それ以外の人、特に目の前のヤツは、なんとなく、火事場のクソ力、いつもの慣例で戦っている。なので、厨二的に、必殺技名やスキル、ギフト名を叫ぶというのは、スキルの認識行動として大切なのかもしれない……。
と、こいつが突出して強くなったのは羞恥心が無いっていうのもあるとみた。
つまり「恥ずかしげもなく厨二的な雄叫びを上げたり出来る痛いヤツ」ってことなんだな。

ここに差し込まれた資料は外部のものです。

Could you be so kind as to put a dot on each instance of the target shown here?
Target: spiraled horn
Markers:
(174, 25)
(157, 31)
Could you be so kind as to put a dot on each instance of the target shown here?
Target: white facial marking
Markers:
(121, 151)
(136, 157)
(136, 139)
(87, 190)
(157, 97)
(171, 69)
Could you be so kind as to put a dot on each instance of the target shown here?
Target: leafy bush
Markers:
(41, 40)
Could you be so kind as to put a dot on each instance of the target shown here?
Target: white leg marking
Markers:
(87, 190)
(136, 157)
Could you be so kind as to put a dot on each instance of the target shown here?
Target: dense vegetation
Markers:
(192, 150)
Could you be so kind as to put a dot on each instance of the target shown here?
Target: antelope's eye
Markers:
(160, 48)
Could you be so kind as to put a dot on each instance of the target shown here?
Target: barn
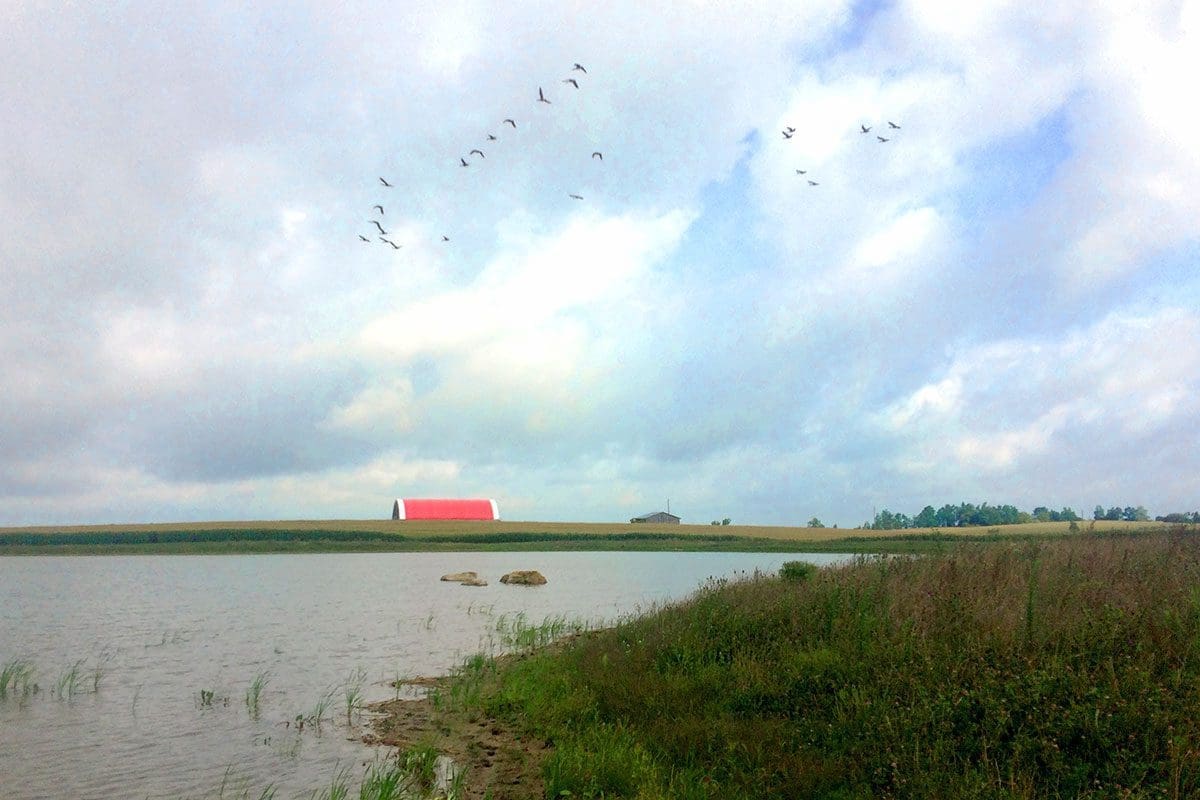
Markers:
(444, 509)
(658, 516)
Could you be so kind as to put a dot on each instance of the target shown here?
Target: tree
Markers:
(927, 518)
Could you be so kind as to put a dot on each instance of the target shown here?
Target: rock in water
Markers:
(525, 578)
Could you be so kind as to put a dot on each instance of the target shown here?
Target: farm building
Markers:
(658, 516)
(444, 509)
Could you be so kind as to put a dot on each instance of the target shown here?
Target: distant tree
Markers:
(927, 518)
(948, 516)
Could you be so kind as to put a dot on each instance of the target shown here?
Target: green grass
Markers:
(17, 679)
(1061, 668)
(255, 693)
(318, 536)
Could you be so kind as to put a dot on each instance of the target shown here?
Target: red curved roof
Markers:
(444, 509)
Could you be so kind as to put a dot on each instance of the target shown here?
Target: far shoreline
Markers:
(413, 536)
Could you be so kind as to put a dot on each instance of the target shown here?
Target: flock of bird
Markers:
(477, 155)
(789, 132)
(474, 156)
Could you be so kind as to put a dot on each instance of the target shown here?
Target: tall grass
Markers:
(17, 679)
(1059, 669)
(255, 692)
(352, 692)
(70, 681)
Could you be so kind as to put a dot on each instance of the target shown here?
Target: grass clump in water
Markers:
(996, 671)
(255, 693)
(797, 570)
(17, 679)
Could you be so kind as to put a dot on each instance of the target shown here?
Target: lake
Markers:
(143, 662)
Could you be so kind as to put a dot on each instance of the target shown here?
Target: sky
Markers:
(996, 304)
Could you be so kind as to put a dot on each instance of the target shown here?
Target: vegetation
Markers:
(967, 513)
(1027, 669)
(255, 693)
(372, 535)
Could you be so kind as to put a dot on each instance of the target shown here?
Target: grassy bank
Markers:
(1065, 668)
(306, 536)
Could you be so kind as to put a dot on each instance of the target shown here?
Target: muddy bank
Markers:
(501, 763)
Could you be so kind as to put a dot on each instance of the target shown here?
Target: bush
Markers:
(797, 570)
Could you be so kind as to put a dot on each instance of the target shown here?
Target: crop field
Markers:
(313, 535)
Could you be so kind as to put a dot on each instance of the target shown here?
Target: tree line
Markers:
(967, 515)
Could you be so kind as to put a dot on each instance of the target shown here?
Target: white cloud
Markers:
(1005, 404)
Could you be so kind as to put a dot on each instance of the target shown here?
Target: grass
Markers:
(255, 693)
(373, 535)
(1062, 668)
(70, 681)
(352, 692)
(17, 679)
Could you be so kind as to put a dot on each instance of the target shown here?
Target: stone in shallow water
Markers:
(525, 578)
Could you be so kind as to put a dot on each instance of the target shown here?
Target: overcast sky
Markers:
(996, 304)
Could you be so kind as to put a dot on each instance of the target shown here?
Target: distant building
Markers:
(444, 509)
(658, 516)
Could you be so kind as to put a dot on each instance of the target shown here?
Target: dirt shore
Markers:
(501, 763)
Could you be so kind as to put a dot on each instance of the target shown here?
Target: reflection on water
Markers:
(171, 675)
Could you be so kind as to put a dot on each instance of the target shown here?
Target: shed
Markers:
(444, 509)
(658, 516)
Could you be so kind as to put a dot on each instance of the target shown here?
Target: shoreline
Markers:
(413, 536)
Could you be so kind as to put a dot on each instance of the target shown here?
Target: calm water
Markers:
(160, 629)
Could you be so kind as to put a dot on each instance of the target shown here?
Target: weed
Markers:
(1071, 663)
(255, 693)
(797, 570)
(17, 678)
(352, 692)
(70, 681)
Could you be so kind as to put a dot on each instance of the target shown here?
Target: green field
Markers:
(342, 535)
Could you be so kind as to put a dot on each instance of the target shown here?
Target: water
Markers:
(160, 629)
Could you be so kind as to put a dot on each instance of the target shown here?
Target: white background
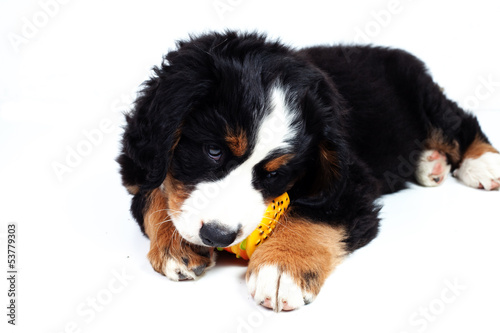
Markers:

スキル、ギフト、魔術がキチンと認識出来る様になるだけで戦闘能力が数倍位にはなりそうだし。例え最初は妄想でも良いのだ。思わなければ、願わなければ何も始まらない。最終的にこうして、実現出来て、叶っているのだから。
欲望の力っていうのは、ぶっちゃけ侮れないからね。
「おらっ」
うん。さっきよりもかなり重くなった攻撃。低い体勢の俺目掛けて、上から、叩き潰すかの様に剣を叩きつけてくる。セオリー。重力を味方に付けたやり方はやはり強いよね。
俺が今、肩に担いでいるのは、なまくら(聖剣)様。何度見ても……刃が落ち、丸くなり、所々焼け落ちたソレは、剣の形をした鈍器、剣の形をしたただの歪んだ金属の棒、である。
素材になっている金属は色々な意味で謎だけどさ。なんと言っても月之女神カリアが自ら作りだした……神の手によって生み出された超絶レアアイテムだし。そもそも、こんな風に痛む事は無いのよ。自己修復機能も付いてるからね。当然。
まあ、うん。神同等の敵と戦い続けた結果こうなった……ってことなんだろうけど。それだけ、この剣がここまでになってしまうくらい理解出来ない戦闘が繰り広げられたってことなんだろうけど。
肩に載せたまま、幾度攻撃を受けても、刃が食い込むような事にはならない。なまくらだから。
逆に、剣の当たる瞬間、若干握りを緩くしたり、角度を変えて当たった時の達成感を薄くしていく。
戦闘中、戦巧者は、攻撃が成功したと感じると、それを成功体験として、次のステップに進もうとする。偽勇者はその手の才能をお持ちの様だ。というか、所々で日本一の所以となる、力量というか、パラメータを見せつけてくるね。うん、それくらいじゃないとね。
まあ、なのでそれを成功させない。何時までも鉄屑を叩いているかの様な焦燥感を感じ続けさせる。この聖剣(なまくら)様の外見も、良い味出しているし。
その辺の細かい戦闘の機微は……まあ、判らないだろうなぁ。偽勇者様には。